O carry trade é uma estratégia de investimento, para moedas ou outros ativos, que envolve contrair um empréstimo a um juro baixo e realizar com ele uma aplicação que renda um juro maior. É um fluxo chamado especulativo, pois não corresponde a uma operação de médio ou longo prazo.

A mudança no perfil do endividamento brasileiro também contribuiu para o descolamento entre dólar e CDS.

"A correlação entre o risco-país e a moeda é naturalmente enfraquecida pelo fato de o Brasil, diferentemente da Argentina, não possuir um grande nível de endividamento em dólar", me disse Tony Volpon, economista-chefe do UBS e ex-diretor do Banco Central. "Isso, naturalmente, diminui o risco de default [calote]."

Originavam-se, assim, dois mundos. No primeiro, o do risco-país, era vislumbrado um cenário de solução das contas públicas e perspectivas de mais reformas no futuro.

“Ele reflete mais os fundamentos da nossa economia e menos o estresse, como é o caso dos fluxos cambiais que afetam o dólar”, diz Camila Abdelmalack, economista da Veedha.

No segundo, o mundo do dólar, via-se uma cautela em relação ao quadro externo.
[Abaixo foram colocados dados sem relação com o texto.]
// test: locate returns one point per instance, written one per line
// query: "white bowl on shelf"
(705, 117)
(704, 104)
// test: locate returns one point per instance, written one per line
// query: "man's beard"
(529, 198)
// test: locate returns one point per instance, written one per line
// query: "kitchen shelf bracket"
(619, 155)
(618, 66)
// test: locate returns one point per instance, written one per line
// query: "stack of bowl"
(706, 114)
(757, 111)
Naquela época, como hoje, as condições financeiras apertaram.

Mas e agora?

Todo esse quadro que eu narrei nos parágrafos anteriores ficou em suspenso nas últimas semanas, com a onda de aversão a risco que tomou conta dos mercados globais diante da incerteza sobre os impactos do coronavírus.
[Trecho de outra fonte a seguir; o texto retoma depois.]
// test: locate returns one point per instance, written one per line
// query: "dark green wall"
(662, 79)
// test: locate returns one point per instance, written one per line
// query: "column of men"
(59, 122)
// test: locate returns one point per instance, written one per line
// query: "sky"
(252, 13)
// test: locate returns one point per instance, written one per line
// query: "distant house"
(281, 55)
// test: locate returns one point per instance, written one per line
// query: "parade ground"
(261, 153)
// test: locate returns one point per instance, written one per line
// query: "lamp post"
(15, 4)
Ou seja, o surto da doença voltou a unir o que política monetária e impeachment separaram.

Para a maioria dos economistas e analistas de mercado com quem eu conversei, a relação entre a moeda norte-americana e o indicador de risco do Brasil ficou concentrada em um período da história e as razões para a sintonia desapareceram.

É claro que, enquanto durar a incerteza nos mercados provocada pelo coronavírus, o risco-país e o dólar andarão juntos. No longo prazo, o que vai determinar o risco de se investir no Brasil é o avanço da agenda de reformas no Congresso.

Nesse caso, outro “casamento” entre risco-país e dólar poderá ocorrer – mas no sentido oposto, com queda em ambos os indicadores, desde que haja progresso do governo nessa frente, segundo a economista da Veedha.